When she wakes up, comes home that night, she'll find the third switchblade, the blood still drying on its tip, pinning the card to her door.

*


Interns at Arkham Asylum didn't do much other than fold towels and empty bedpans and deliver meals, even interns in their fourth year of med school like Harleen Quinzel. In fact, students at Gotham City College (like Harleen) in the school's pre-residency internship program (like Harleen) didn't get to choose the hospital where they studied in their final year. Placement was determined through random lottery.

Fourteen students from Harleen's class were assigned to Arkham. Two dropped out the next day. Another eight quit over the two weeks.

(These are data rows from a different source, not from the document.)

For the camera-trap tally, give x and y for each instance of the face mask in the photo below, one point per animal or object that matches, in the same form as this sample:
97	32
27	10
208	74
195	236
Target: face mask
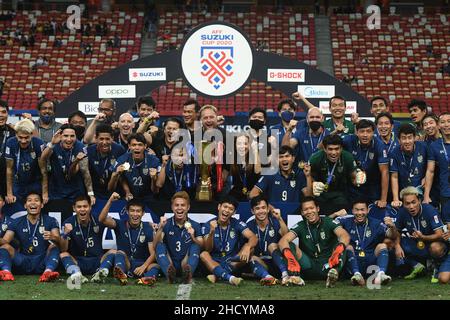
46	119
256	124
79	131
287	116
315	125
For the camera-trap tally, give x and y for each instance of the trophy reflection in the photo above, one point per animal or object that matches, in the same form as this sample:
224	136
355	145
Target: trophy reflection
204	189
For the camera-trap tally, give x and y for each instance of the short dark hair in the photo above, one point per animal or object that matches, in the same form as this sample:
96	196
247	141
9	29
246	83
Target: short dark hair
135	202
139	137
148	100
34	192
67	126
287	149
256	200
364	123
407	128
422	105
290	102
384	114
42	101
308	199
256	110
360	200
103	128
337	97
78	113
194	102
4	104
229	199
378	98
332	139
82	197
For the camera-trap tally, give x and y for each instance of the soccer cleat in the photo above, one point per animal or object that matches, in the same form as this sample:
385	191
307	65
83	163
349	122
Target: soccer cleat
332	278
296	280
187	274
268	281
382	278
171	274
417	271
211	278
146	281
100	276
358	280
235	280
49	276
6	275
121	276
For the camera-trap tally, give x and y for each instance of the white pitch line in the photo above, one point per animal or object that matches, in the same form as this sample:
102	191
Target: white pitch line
184	291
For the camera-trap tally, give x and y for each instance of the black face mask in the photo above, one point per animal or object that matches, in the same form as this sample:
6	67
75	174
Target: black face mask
79	131
256	124
315	125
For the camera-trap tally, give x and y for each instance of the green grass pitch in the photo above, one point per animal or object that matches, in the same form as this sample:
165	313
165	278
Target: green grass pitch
28	288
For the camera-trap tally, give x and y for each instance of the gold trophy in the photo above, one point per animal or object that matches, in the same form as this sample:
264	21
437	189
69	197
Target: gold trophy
204	189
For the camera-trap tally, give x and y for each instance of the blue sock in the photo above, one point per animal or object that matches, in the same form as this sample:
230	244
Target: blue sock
221	273
258	269
153	272
52	259
278	260
70	265
353	262
161	257
194	256
107	262
383	260
119	261
5	260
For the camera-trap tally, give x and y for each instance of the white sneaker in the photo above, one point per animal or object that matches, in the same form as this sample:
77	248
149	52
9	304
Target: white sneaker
100	276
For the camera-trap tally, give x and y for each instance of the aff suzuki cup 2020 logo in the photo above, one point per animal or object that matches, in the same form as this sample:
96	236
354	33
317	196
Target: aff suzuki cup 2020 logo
216	59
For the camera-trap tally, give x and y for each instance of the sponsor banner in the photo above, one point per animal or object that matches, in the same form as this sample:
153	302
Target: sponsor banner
216	60
88	108
316	91
147	74
285	75
324	106
119	91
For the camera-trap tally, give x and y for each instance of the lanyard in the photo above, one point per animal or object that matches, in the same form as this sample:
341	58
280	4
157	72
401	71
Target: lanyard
316	243
133	246
364	234
222	242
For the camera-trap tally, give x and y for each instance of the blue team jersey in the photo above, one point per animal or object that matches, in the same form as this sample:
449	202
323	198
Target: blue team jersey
99	168
138	176
308	143
227	242
271	234
281	189
60	185
31	237
426	222
85	240
411	168
177	240
439	152
365	236
134	241
26	172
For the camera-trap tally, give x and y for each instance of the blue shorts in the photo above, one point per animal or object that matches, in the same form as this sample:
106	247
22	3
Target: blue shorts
409	246
88	265
28	264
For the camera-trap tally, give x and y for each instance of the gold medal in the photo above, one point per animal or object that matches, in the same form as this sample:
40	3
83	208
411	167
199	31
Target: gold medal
421	245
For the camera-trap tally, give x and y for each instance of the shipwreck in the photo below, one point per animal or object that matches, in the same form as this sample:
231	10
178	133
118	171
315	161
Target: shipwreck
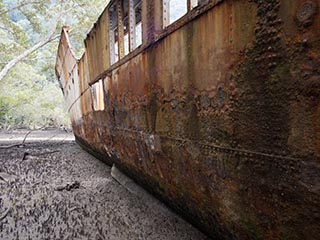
211	105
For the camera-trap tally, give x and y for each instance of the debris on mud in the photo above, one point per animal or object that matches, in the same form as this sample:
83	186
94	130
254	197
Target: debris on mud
58	191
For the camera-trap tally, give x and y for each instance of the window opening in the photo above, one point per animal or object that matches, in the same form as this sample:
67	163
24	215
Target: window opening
125	28
138	23
173	10
193	3
114	41
97	96
125	19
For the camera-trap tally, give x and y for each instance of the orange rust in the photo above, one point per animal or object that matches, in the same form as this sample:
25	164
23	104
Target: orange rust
216	114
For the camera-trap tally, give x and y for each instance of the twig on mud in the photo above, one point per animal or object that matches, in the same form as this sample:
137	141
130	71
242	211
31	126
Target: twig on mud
25	154
5	214
45	153
23	142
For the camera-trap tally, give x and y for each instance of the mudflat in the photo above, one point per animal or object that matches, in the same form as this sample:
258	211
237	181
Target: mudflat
51	189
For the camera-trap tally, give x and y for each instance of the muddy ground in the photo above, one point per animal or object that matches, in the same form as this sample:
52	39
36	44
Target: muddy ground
51	189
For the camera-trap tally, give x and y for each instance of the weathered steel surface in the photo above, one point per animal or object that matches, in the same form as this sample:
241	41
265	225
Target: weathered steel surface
218	114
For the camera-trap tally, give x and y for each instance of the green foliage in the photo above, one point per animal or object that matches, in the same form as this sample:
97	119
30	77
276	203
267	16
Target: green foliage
29	93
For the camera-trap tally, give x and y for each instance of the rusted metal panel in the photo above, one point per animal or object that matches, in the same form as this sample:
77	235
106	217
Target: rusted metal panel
218	114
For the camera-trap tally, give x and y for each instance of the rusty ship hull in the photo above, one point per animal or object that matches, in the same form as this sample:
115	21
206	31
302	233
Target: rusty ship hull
217	114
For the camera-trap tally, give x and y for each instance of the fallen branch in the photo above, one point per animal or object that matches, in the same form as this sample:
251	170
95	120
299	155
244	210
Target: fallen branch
5	214
18	144
23	142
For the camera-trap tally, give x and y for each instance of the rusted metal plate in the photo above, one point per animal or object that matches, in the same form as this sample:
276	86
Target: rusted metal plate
218	114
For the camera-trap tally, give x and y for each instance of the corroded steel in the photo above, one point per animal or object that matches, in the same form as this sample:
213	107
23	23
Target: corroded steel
217	114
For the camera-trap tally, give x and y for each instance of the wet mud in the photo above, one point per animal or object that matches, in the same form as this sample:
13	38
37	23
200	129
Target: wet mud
51	189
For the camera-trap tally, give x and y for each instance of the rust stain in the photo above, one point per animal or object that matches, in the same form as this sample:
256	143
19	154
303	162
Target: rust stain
216	114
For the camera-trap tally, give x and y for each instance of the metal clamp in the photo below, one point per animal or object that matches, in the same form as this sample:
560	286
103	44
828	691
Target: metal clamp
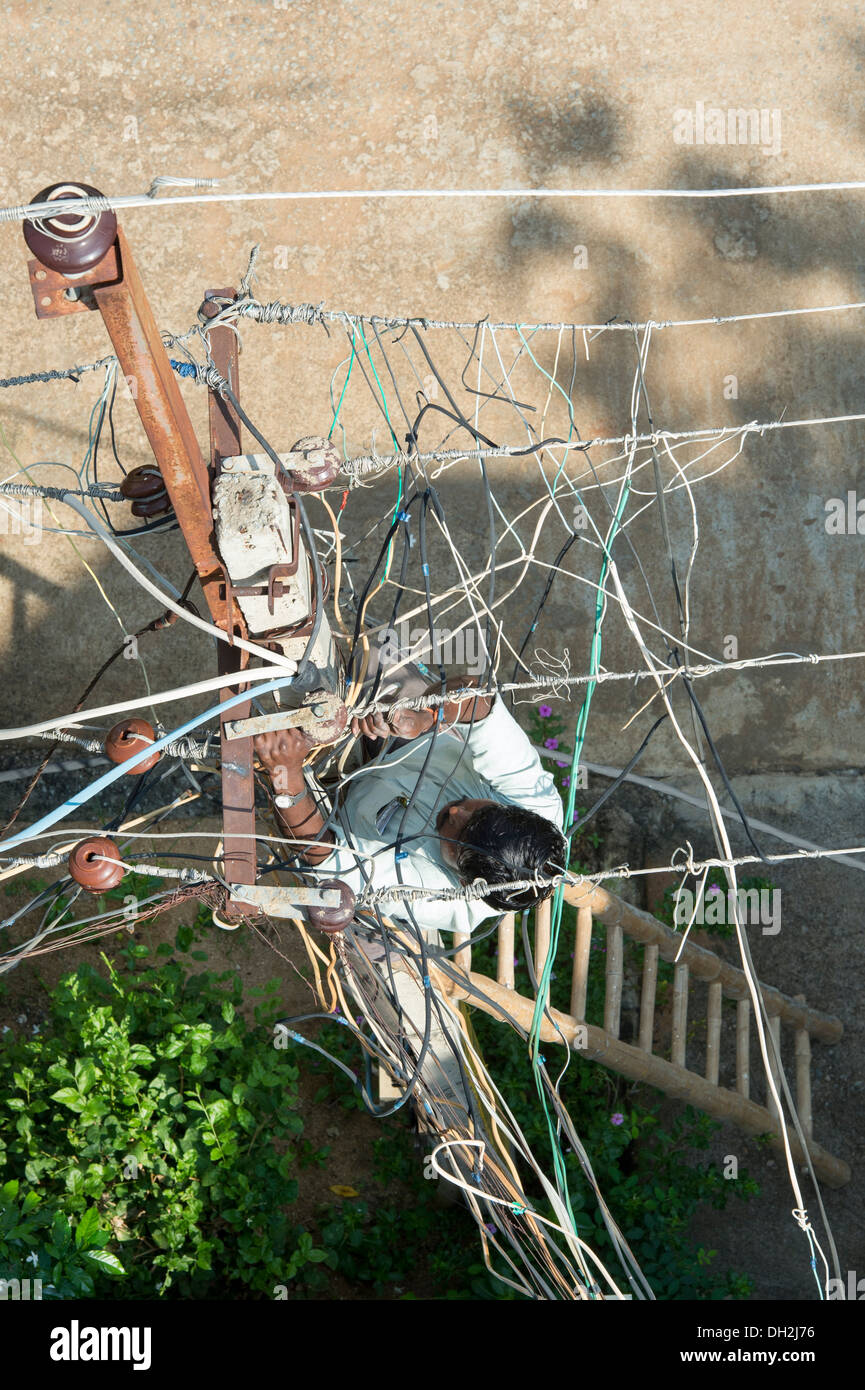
319	708
284	902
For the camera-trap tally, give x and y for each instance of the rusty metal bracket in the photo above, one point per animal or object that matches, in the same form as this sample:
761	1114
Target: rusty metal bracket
284	902
319	708
54	296
238	777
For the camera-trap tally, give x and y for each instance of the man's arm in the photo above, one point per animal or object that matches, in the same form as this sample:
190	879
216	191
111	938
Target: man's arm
412	723
283	756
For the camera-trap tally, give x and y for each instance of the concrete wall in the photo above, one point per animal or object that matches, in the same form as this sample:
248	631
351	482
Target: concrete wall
358	95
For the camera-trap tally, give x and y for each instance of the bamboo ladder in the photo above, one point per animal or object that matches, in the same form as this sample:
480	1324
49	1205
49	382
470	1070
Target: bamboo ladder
640	1062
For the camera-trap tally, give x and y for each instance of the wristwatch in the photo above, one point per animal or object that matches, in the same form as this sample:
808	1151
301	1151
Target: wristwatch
284	801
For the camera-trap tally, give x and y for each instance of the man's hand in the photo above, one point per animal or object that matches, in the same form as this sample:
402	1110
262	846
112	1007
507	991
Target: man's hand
402	723
284	749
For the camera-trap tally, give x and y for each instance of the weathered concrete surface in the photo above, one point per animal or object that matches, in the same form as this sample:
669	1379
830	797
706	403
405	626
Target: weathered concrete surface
434	95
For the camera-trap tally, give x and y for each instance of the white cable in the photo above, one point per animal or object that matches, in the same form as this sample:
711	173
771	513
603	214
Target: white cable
213	683
28	211
652	784
285	665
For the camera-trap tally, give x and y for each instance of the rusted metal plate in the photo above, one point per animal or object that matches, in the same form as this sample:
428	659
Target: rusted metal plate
238	779
321	709
163	413
54	295
284	902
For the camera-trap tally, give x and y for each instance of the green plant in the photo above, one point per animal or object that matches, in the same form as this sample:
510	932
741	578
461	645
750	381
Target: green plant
648	1171
39	1243
150	1101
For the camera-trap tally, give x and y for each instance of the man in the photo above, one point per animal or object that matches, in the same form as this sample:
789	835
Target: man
459	797
466	799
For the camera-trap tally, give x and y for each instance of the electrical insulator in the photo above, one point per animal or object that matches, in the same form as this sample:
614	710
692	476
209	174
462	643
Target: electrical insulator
146	489
334	919
88	865
70	242
130	737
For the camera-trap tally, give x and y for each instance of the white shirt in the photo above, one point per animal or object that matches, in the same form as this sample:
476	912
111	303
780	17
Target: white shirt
498	763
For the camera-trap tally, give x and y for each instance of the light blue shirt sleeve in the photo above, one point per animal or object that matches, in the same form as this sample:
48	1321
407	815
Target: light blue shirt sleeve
504	756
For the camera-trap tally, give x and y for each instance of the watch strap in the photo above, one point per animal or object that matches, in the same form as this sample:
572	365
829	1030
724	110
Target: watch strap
285	801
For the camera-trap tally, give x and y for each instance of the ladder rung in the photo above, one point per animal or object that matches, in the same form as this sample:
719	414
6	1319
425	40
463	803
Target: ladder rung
803	1076
612	1002
680	1012
579	976
647	997
714	1032
775	1029
541	940
743	1047
504	970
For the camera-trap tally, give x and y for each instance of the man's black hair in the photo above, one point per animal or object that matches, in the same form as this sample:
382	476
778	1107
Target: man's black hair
502	844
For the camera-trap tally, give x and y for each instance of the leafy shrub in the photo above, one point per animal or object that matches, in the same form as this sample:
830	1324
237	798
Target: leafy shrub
38	1243
150	1112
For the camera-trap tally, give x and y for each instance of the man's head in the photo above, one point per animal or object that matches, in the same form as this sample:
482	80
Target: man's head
501	844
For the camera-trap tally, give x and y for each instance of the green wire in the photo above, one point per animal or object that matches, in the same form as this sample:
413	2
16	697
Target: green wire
384	402
342	392
534	1036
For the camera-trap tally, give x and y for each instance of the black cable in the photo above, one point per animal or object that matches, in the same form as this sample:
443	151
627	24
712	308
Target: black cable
616	781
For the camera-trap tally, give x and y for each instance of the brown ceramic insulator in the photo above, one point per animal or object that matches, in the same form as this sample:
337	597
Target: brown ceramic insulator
130	737
88	865
70	242
328	730
146	489
320	467
334	919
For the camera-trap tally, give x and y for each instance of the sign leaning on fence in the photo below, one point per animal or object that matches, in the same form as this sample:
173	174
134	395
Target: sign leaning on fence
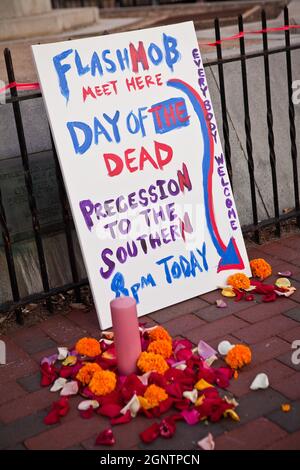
143	166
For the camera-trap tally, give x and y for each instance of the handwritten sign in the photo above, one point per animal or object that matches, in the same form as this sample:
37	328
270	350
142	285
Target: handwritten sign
142	162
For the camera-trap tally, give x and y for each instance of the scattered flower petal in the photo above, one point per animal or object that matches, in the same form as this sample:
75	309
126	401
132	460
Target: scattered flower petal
283	282
207	443
285	273
232	414
191	416
205	350
191	395
228	292
85	405
70	388
261	381
58	384
133	406
224	347
70	361
62	353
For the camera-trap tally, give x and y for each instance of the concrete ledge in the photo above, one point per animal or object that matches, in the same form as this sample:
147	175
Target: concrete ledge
54	22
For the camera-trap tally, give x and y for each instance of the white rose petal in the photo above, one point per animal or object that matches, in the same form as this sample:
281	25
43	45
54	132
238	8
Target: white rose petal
224	347
58	384
261	381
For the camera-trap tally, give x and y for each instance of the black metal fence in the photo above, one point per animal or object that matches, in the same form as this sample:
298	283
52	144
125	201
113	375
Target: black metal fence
255	228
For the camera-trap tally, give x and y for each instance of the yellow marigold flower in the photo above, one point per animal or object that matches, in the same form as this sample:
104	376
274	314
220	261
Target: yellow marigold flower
286	407
88	347
162	347
238	356
154	395
85	374
239	281
103	382
260	268
150	362
159	333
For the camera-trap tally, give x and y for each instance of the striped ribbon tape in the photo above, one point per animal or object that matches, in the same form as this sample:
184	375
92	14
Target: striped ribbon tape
36	85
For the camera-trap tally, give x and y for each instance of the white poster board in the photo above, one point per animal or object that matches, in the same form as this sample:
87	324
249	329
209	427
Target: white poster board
143	166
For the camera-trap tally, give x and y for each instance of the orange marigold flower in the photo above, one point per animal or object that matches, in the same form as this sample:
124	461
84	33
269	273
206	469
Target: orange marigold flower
154	395
150	362
238	356
162	347
103	382
239	281
260	268
88	347
85	374
159	333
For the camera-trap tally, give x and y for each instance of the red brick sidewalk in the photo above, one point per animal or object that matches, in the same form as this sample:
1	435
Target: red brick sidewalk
268	328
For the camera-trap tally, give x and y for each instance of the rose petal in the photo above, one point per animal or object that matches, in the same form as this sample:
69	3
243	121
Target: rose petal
70	388
85	405
62	353
70	361
191	416
285	273
205	350
191	395
207	443
105	438
261	381
224	347
133	406
58	384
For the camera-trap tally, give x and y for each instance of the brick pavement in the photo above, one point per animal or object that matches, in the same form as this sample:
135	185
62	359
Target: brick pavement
268	328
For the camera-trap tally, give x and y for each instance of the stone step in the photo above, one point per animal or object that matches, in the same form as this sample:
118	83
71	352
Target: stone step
54	22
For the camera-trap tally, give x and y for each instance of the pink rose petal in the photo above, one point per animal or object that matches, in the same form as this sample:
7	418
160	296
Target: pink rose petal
191	416
207	443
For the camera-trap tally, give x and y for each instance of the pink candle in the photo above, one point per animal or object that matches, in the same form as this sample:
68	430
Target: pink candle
126	333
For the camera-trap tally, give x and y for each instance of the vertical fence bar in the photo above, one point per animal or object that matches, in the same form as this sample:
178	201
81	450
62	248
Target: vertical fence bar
10	261
27	176
294	153
272	154
67	221
223	101
249	146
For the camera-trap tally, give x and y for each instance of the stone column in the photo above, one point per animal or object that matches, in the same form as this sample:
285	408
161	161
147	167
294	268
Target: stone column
20	8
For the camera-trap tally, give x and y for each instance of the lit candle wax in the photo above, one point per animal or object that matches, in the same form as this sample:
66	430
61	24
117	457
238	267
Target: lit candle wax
126	333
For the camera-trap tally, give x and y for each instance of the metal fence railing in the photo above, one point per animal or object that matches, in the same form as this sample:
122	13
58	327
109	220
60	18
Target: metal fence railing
255	227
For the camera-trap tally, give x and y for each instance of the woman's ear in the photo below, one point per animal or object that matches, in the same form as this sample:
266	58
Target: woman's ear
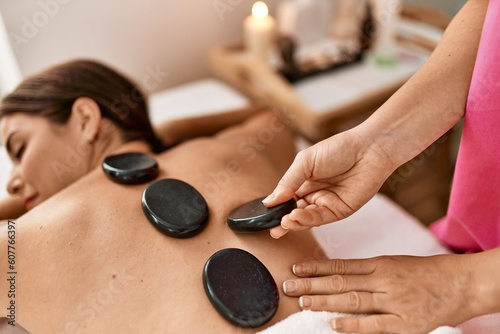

Harleen lasted twenty two days, long enough to hear the ghost stories about dead patients, about the experiments of the lamented Dr. Crane, about the man who'd come to Arkham with forty-seven knives in his pockets. She lasted until the day the senior nurse sent her to retrieve dinner trays from the maximum security ward. There was only one cell in the maximum security ward.

She stared at the man behind the glass for a very long time. He stared back, his eyes rimmed with ebony, his skin white except for where the wrinkles expelled the chalky makeup. The bones from a baked chicken were piled haphazardly on his dinner tray in the far corner of the cage which she couldn't rightly call a cell.

When she shifted her focus on his face, she could see the downward set of his lips, then she blinked and saw only the red-gash grin. Like the picture of the beautiful young lady an the old hag, one or the other but never both at once. All the silverware from the meal was piled in the still-full coffee cup and balanced atop the precarious pile of bone and gristle like an art piece. Except for the knife. From the corner of the full full red lips he dangled a butter knife like her daddy used to balance cigarettes.

“Hey~lo, cutie,” he said to her stare, and the knife slipped down from his face, forgotten. She didn't know if she was looking at the hag or the lady. “Would you like to know how I got these scars?”